Re: Lateral to top SV/Boston transactional practice
Posted: Sat Dec 27, 2014 11:57 am
by fats provolone
do work, don't get fired, make connections
Re: Lateral to top SV/Boston transactional practice
Posted: Sat Dec 27, 2014 2:54 pm
by 911 crisis actor
Start your own company
Re: Lateral to top SV/Boston transactional practice
Posted: Sat Dec 27, 2014 3:06 pm
by fats provolone
gamify your doc review, bootstrap your deliverables, disrupt discovery correspondence, and growth hack your pitch deck in case you run into treps at the food court
Re: Lateral to top SV/Boston transactional practice
Posted: Sat Dec 27, 2014 3:28 pm
by JusticeHarlan
Since there's no emerging company work at CSM/S&C, I would probably try to do as much work as you can in related fields, particularly M&A and equity capital markets work.
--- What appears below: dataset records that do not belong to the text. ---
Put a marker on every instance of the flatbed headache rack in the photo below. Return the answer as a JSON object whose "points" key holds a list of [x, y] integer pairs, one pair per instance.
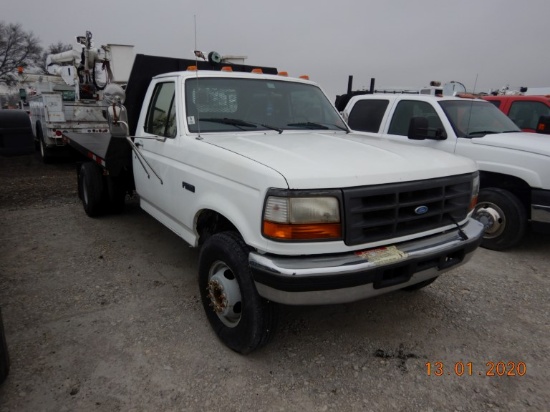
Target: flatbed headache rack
{"points": [[342, 100], [115, 153]]}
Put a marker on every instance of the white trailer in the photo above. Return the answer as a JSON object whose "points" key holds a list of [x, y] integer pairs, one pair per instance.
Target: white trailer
{"points": [[70, 99], [56, 112]]}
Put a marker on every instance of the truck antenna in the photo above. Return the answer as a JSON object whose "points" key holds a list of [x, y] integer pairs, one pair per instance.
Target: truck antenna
{"points": [[197, 78]]}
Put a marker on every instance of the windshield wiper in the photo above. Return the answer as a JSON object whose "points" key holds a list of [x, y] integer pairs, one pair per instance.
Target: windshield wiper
{"points": [[312, 125], [482, 132], [239, 123], [309, 125], [225, 120]]}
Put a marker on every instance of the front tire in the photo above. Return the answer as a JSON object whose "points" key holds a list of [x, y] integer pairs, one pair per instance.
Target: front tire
{"points": [[240, 317], [503, 216], [45, 152]]}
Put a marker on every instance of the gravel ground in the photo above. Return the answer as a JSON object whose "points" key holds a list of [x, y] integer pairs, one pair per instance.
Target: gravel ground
{"points": [[104, 314]]}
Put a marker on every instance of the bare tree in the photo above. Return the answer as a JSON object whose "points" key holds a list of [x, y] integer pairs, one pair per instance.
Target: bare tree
{"points": [[18, 48], [53, 48]]}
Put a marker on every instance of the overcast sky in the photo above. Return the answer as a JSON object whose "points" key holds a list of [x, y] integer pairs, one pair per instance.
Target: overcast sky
{"points": [[401, 43]]}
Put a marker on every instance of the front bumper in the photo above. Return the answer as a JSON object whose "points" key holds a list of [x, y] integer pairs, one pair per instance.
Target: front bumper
{"points": [[316, 280]]}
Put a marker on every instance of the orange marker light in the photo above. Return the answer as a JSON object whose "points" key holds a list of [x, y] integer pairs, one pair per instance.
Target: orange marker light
{"points": [[284, 231]]}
Emerging company work can often involve a lot of capital markets and M&A as your start-ups get bigger and go public, get sold off, buy off smaller companies, etc., so you'll have some experience in something useful, and you can learn a standard NVCA venture financing on the job while still providing value. Being a junior doing M&A and IPOs will also involve diligence where you sift through corporate records from incorporation to the time of the transaction, which are a lot of the documents you'd be generating during the venturing financing phase, so you'll at least have some sense of what those docs look like.